06/07/2013

Zosio (46)

 

Fin de semaine dans les larmes.  Pour pas grand-chose en fait : en sortant fumer une clope, à midi, j’ai vu Dam parler doucement au téléphone.  Evidemment, j’imagine qu’il lui parle à « elle », l’autre.  Lorsqu’il m’aperçoit, il part plus loin.  Et les larmes sont montées d’un coup.  Pourquoi a-t-elle droit au respect que je n’ai pas eu ?  Pourquoi a-t-il des petites attentions pour elle que je n’ai pas eues ?  Pourquoi, l’an dernier, alors que nous étions déjà ensemble depuis plus d’un mois, restait-il toutes les soirées avec les étudiants, alors que cette année, il quitte à la fin de son travail et elle vient le chercher pour rentrer « chez eux » ?  Pourquoi ai-je été privée de tout ce qu’il lui attribue ?  Est-ce les quinze années en moins par rapport à moi qui font la différence ?  Et oui, j’ai craqué…  Discrètement bien sûr !  Je sortais régulièrement noircir les verres de mes lunettes pour cacher mes yeux, et je marchais la tête basse.  Je me suis sauvée à 16 h pour aller chercher le fils à son institut.  Et là, pas de chance !  L’assistante sociale qui nous accueille était seule dans la pièce de réception des parents.  Et elle m’a demandé s’il m’était revenu !  Elle croyait qu’il reviendrait, moi aussi j’y ai cru.  Et les larmes à nouveau !  Elle s’est excusée et tentant de quitter le sujet, elle restait dessus et approfondissait mon désarroi… 

 

Que d’eau salée !  Pour un peu, je me serais crue à la côte !

 

Et encore un morceau de rêve : nous étions tout un groupe en partance pour une terre d’asile.  Sans doute qu’il y avait encore la guerre dans mon pays.  Nous avons embarqué sur un bateau, un grand bateau, et nous avons quitté le port.  En pleine mer, un immense bateau nous a heurtés.  Allions-nous couler ?  Allions-nous résister malgré l’intensité du choc ressenti ?  Réveil.  Est-ce que je sombre vraiment ????

 

Par bonheur, le fils m’a occupée durant la journée, et le beau temps nous a permis de travailler au jardin.  Je creuse, je dessouche, je suis moulue, c’est une bonne fatigue physique…  Même si la pensée reste braquée là où il ne faut pas et si mon fils africain continue de me harceler pour venir vivre ici et me rendre heureuse…  J’ai beau lui dire que je ne suis pas amoureuse de lui, il n’en a cure !  Il veut devenir mon homme, ou il veut se barrer de là-bas sans doute !  C’est au moins un piège dans lequel je n’ai pas l’intention de tomber !

 

17:36 Publié dans Blog | Lien permanent | Commentaires (4)

Commentaires

Je ne suis pas assistante sociale, ni sociologue ni autre truc sociologique du genre, mais ce qui m'interpelle dans ton blog c'est l'addiction de Dam.
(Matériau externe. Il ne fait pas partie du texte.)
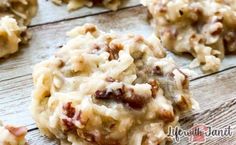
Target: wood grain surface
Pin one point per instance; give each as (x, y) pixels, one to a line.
(216, 93)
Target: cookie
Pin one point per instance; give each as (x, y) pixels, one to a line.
(205, 28)
(104, 88)
(12, 135)
(15, 15)
(76, 4)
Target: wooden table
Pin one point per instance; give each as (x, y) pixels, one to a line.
(216, 93)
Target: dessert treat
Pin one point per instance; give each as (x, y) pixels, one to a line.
(109, 89)
(15, 15)
(76, 4)
(12, 135)
(205, 28)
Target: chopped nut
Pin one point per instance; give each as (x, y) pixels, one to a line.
(69, 110)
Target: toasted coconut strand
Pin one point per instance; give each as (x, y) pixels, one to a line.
(12, 135)
(205, 29)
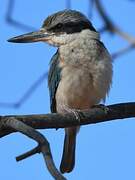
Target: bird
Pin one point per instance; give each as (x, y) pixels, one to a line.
(80, 74)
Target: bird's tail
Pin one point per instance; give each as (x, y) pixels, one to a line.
(68, 157)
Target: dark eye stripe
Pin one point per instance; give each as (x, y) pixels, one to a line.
(72, 27)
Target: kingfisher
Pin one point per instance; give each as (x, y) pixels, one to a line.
(80, 73)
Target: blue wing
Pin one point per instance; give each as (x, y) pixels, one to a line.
(53, 80)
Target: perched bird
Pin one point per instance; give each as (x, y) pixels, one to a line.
(80, 72)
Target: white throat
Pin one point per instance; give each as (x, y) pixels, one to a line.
(64, 39)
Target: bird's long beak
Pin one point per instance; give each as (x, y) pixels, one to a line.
(40, 35)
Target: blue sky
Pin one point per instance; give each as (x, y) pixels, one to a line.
(104, 151)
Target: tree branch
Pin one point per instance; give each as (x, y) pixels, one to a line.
(54, 120)
(43, 145)
(27, 124)
(109, 24)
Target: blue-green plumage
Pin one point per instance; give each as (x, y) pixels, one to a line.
(53, 80)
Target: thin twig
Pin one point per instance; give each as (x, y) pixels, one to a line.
(110, 26)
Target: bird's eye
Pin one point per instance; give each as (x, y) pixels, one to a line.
(60, 25)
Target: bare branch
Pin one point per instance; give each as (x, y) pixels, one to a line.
(43, 145)
(54, 120)
(110, 26)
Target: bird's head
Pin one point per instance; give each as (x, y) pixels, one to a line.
(58, 29)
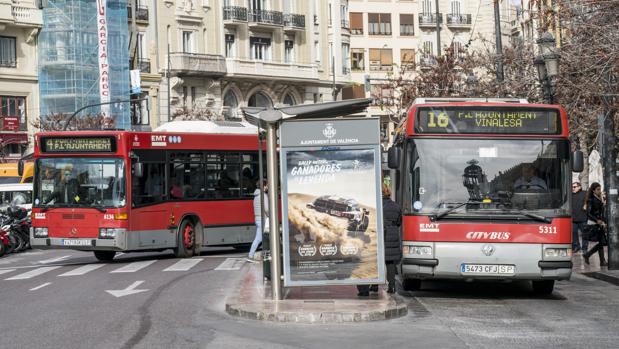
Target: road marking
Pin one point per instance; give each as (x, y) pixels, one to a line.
(127, 291)
(133, 267)
(231, 264)
(40, 286)
(32, 273)
(53, 260)
(184, 264)
(82, 270)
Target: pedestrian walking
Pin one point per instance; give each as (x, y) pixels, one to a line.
(392, 220)
(596, 224)
(259, 218)
(579, 218)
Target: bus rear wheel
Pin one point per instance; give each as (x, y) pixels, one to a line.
(105, 256)
(543, 287)
(411, 284)
(186, 240)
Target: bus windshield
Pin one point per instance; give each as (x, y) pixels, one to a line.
(80, 182)
(489, 176)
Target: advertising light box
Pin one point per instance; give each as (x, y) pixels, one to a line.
(332, 207)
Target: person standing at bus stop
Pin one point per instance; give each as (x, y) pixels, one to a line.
(579, 218)
(259, 218)
(596, 225)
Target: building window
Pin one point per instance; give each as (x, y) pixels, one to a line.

Je croyais que les drogues hard, on ne les rencontraient qu'en ville. Qu'à la campagne, c'était moins courant. D'accord, la bibine et autres trucs du genre, je peux comprendre, vu que dans les patelins du style rural ça doit pas être la joie tous les jours, tout le monde connaît tout le monde, le train-train quotidien doit pas être super excitant et donc le recours à la pompe à Jupiler, Maes et autres liquides houblonneux à mousse peut aider. Mais l'héro, là, je pige moins...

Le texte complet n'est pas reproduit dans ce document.